I arrived at my hotel in Athens a bit before 1:00 p.m. today and was happy to be able to check into my room right away. While it’s not the newest of places, the hotel is pleasant and is in a great location about five minutes’ walk from the base of the Acropolis. I dropped my things, changed into tennis shoes, grabbed a quick lunch, and hit the bricks.
With gray skies and rain threatening, I initially thought that my best bet would be to head to a museum for the afternoon. But as I started walking, it occurred to me that it wasn’t raining yet and I was just minutes away from one of the greatest places in Western civilization. A quick check of my guide book informed me that the ticket to the main archeological sites is good for four days, which sealed the deal. I doubled back and walked the short distance to the entrance of the Acropolis.

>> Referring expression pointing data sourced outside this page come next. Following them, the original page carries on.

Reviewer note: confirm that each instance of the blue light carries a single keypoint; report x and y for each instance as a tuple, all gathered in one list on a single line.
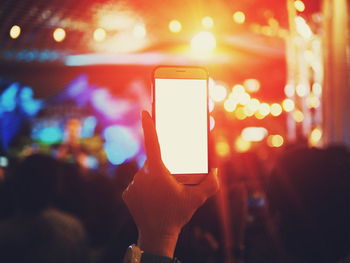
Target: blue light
[(77, 86), (50, 135), (8, 98), (29, 105), (120, 144), (88, 127)]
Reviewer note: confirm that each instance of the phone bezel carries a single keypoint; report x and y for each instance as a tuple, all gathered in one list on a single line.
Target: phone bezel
[(183, 72)]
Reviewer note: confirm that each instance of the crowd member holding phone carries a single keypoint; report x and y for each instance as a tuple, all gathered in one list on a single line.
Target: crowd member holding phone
[(159, 204)]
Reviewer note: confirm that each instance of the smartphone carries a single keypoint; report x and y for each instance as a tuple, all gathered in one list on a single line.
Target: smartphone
[(181, 116)]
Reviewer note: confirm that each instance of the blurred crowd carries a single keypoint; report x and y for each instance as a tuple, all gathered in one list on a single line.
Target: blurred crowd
[(56, 211)]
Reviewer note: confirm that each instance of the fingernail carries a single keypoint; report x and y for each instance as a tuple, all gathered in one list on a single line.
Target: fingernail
[(143, 114)]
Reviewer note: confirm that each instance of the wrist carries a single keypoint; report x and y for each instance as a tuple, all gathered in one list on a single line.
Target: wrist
[(160, 244)]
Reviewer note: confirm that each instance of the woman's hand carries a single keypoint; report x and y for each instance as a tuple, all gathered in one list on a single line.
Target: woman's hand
[(159, 204)]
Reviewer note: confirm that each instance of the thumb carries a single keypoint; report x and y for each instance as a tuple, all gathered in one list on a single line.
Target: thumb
[(208, 187)]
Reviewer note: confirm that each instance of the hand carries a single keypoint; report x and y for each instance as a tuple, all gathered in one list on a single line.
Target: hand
[(159, 204)]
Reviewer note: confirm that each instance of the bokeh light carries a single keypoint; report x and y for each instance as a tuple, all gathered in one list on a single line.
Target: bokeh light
[(239, 17), (207, 22), (203, 42), (139, 31), (242, 145), (222, 148), (275, 140), (275, 109), (99, 34), (288, 105), (59, 34), (298, 116), (252, 85), (299, 5), (175, 26), (315, 137), (254, 134), (15, 31)]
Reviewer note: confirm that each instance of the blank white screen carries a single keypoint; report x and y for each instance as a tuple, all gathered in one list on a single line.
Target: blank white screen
[(181, 124)]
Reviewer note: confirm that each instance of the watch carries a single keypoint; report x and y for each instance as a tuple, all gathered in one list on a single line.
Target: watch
[(135, 255)]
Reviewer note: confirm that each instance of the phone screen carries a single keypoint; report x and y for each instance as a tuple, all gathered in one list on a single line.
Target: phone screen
[(181, 124)]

At the ticket office, I saw something about a student discount and found my NUI Galway student card on the odd chance that it applied to middle-aged Americans. I was delighted to find out that not only was I entitled to a student discount, I was entitled to free admission because I am a student at an European Union university. Now that’s a deal.
As I started up the path, I felt the slightest bit of drizzle and debated opening my umbrella. As it turned out, it was unnecessary – the rain held off. However, the Acropolis is a rocky hill, and most everything built on it is marble, including the stairs. After I slipped on a step and then stepped in a puddle, I realized that I may have been better off leaving my hiking boots on.

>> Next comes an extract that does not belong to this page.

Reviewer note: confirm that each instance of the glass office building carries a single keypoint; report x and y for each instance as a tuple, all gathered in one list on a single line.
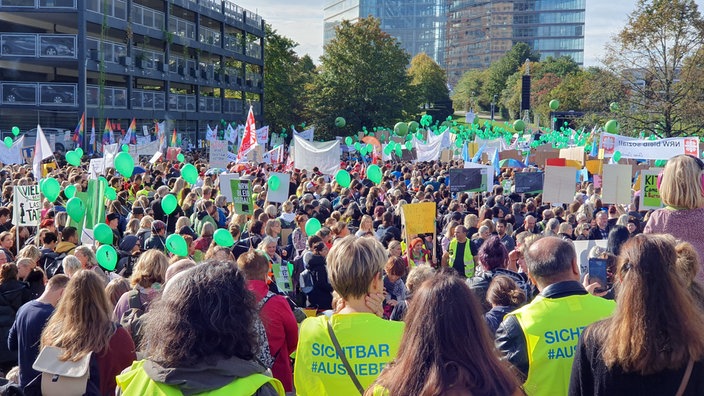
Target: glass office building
[(419, 25), (189, 61), (480, 32)]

|The Parthenon. They really loved Athena.|
The path up the western approach of the Acropolis takes you above the Odeion of Herodes Atticus, a 2nd Century AD theater, as well as the Theater of Dionysos from the 5th Century BC. You pass through a fortified gateway, and then walk up the stairs of the Propylaea, the grand entrance to the sacred hill. And then, there it is in front of you on the rock: the Parthenon. A building that is immediately familiar even though you’ve never been anywhere near it. You think about just how familiar it is – because of all of the monuments, courthouses, libraries, and government buildings that have the same lines, the same columns. And this is what started it 2,500 years ago.
|View of the Agora from the Acropolis.|
I walked back down the hill and over to a smaller rock outcropping, the Areios Pagos. This was the site of the first aristocratic assemblies in Athens, before they invented democracy. It was also the seat of their court of justice. And apparently someone named Paul used to talk to Athenians about a new religion from this point.

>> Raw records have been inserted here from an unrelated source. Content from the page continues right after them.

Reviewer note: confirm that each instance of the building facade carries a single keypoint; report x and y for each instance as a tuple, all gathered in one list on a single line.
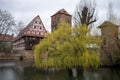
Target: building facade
[(30, 35), (60, 16), (6, 42), (110, 52)]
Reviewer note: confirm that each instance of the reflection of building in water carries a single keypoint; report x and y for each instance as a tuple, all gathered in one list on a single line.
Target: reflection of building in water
[(11, 71)]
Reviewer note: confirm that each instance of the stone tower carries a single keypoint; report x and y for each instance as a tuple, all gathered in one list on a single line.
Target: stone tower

The wind had been picking up throughout this time, and I decided that I had probably pressed my luck far enough. In any event, it was already after 3:00 and most of the outdoor sites were closing. So, I walked back toward my hotel and the new Acropolis Museum. Once again, my NUIG Cárta Aitheantais Mic Léinn did the trick.
This museum, which opened in 2009, is spectacular. Architecturally, it is fantastic. It was built over an early Christian settlement, which has been excavated and is visible through the glass floors of the museum. This provides some great views as you stroll through the first floor galleries. (But when you are on the fourth floor and realize you can still see all the way down through the glass floor, it throws you off a bit.)
The fourth floor is set at a 23 degree angle from the floors below to provide an optimal view of the Parthenon on the hill just to the north. The fourth floor consists of an interior rectangle surrounded by columns, all matching the exact measurements of the ancient building above. The walls hold the friezes that have been recovered and reconstructed from the matching interior walls of the Parthenon, while the columns hold the reliefs from the outer edge. At either end are the pediment sculptures.
The museum’s collection is quite impressive. On the fourth floor, where the original reliefs are not present, replicas take their place. But if they don’t have the originals, how did they know what to make the replicas look like? And why is every other place occupied by a replica that is labeled with “(BM)”? Well, as some of you may know, much of the Parthenon was carted off to London in the late 19th Century by the British Ambassador to Greece, and now resides in the British Museum (BM). Apparently the Greek government has been working for years to get these pieces back. But what I found interesting is that part of the (BM)’s objection to a return was always that the Greeks didn’t have adequate facilities to store and display these treasures. And that, my friends, is part of what motivated the construction of a new museum, complete with conspicuous gaps in the original works reminding us those originals are someplace called (BM).
I won’t take sides on who has the stronger legal or moral argument, but having seen both museums, the Acropolis Museum certainly has an edge in terms of its exhibition capacity.
Just a short time after I arrived at the museum, I heard thunder. Heavy rain started soon after. I had a nice salad and a pot of tea in the third floor restaurant as I watched the storm. By the time I left, the rain had stopped, but resumed later this evening. Hopefully, there will be some clear skies tomorrow. But even with rain the trip seems off to a good start.